The standard blueprint for a multimodal model has been stable for a while: take a pretrained vision encoder (usually CLIP or a derivative), a language model, glue them with an adapter, and fine-tune. The vision encoder handles visual representation; the LLM handles language. The two halves were trained separately before they ever met.

Tuna-2, a new paper from Meta AI, asks whether the encoder half is load-bearing. The answer, at the 7B scale with 550M training images, appears to be no — or at least, not as obviously as the field has assumed.
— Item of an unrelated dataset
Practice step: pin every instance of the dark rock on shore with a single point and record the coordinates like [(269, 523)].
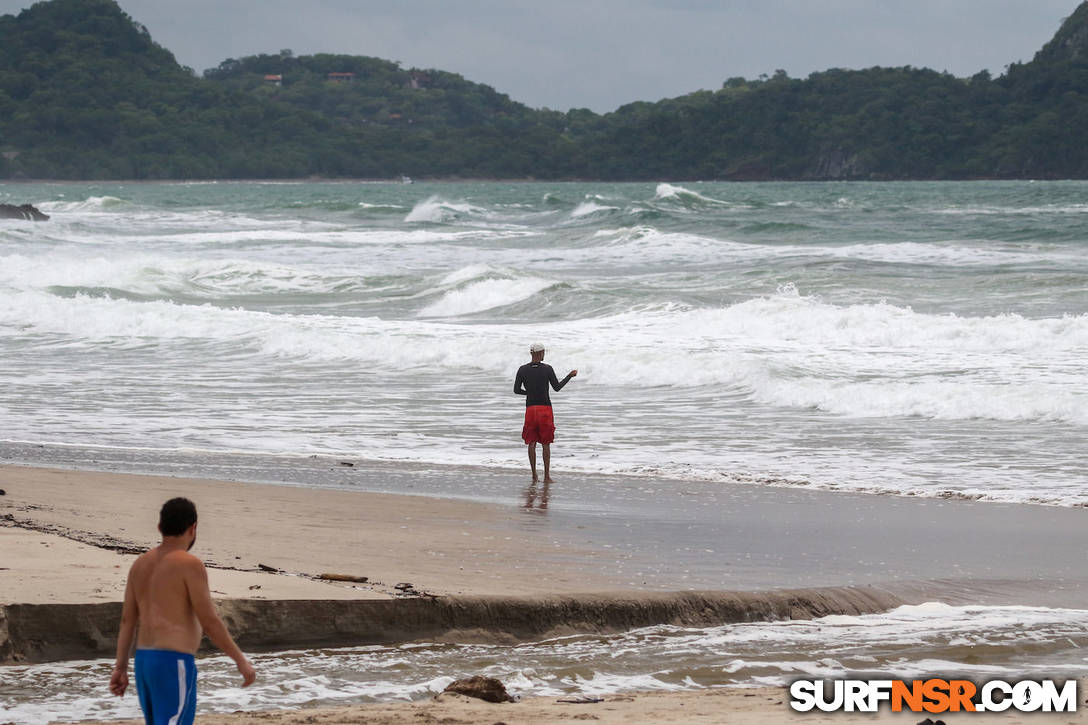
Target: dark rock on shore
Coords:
[(26, 212), (484, 688)]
The model uses Qwen2.5-7B-Instruct as its language backbone and replaces the vision encoder with simple patch embedding layers applied directly to raw pixel patches. No CLIP, no SigLIP, no VAE. The image is tiled, each patch is linearly projected into the token stream, and the full transformer handles the rest. The architecture is simpler than most multimodal models by a significant margin, which matters for end-to-end gradient flow: every parameter from the pixel patch to the final output can be optimized together, without the representation bottleneck imposed by a frozen encoder trained on a different objective.

The result on understanding benchmarks is that Tuna-2 outperforms its encoder-based sibling (Tuna-R, which uses a pretrained vision encoder) on GQA (65.0 vs. 63.5) and OCRBench (79.7 vs. 78.3), with the gap growing on tasks requiring fine-grained visual perception. On generation, Tuna-R has a slight edge early in training, but the gap essentially closes after supervised fine-tuning — GenEval scores land within rounding error of each other (0.87 for Tuna-2).
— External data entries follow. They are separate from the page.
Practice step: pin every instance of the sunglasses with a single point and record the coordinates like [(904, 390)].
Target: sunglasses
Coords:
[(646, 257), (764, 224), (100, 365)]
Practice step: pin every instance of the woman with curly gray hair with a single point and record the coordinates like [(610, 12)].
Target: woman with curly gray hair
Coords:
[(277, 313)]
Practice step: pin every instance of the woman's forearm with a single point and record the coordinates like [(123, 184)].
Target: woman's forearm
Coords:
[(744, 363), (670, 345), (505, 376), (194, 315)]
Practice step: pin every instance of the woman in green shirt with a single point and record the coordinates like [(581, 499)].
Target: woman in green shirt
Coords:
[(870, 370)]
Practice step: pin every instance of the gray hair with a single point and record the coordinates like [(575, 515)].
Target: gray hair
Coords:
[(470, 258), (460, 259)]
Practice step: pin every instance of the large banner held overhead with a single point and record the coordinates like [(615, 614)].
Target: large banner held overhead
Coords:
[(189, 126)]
One pattern worth noting from the ablations: encoder-based models converge faster in early pretraining. This makes sense — a pretrained CLIP encoder already contains useful visual structure, so you’re not starting from scratch. The encoder-free model closes the gap as training compute increases. The implication is that the apparent strength of CLIP-based approaches is partly a compute argument, not an architectural one: at the compute scales most papers use, pretrained encoders are a head start. At larger scale, that head start matters less.

There are caveats. The paper trains on 550M proprietary image-text pairs, which means the result isn’t straightforwardly replicable on public data. The model scale is 7B, which is solid but not frontier. And “state-of-the-art on multimodal benchmarks” is a phrase that appears in most multimodal papers; the specific numbers here are competitive rather than dominant.
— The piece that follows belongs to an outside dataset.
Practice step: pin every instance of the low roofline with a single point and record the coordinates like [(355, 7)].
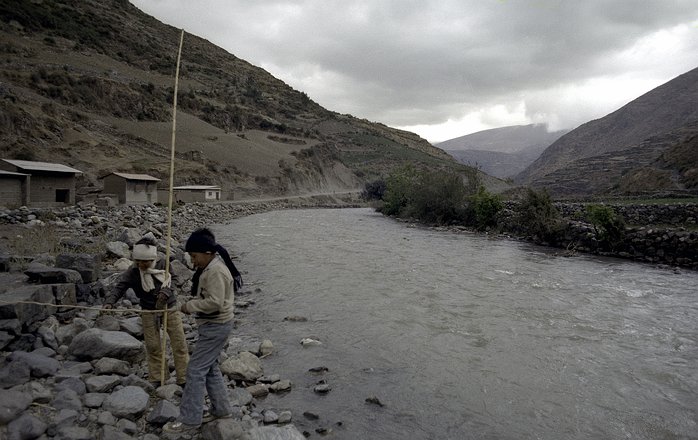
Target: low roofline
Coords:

What the paper does establish is that the field’s default assumption — that pretrained vision encoders are a required component of a capable multimodal system — has less empirical support at moderate scale than the prevalence of the approach implies. That’s worth knowing. Training a single model end-to-end from pixels simplifies the development pipeline, avoids alignment problems between separately-trained components, and lets the model develop visual representations shaped by the task rather than by CLIP’s contrastive objective. If Tuna-2’s results hold as model size grows, the two-part encoder+LLM design may start looking more like a historical artifact than a principled choice.

The code is on GitHub under Apache 2.0. Full production weights are not released due to organizational policy constraints, but the team says they plan to release a foundation checkpoint — with some layers removed — that can be fine-tuned on external data to restore full functionality.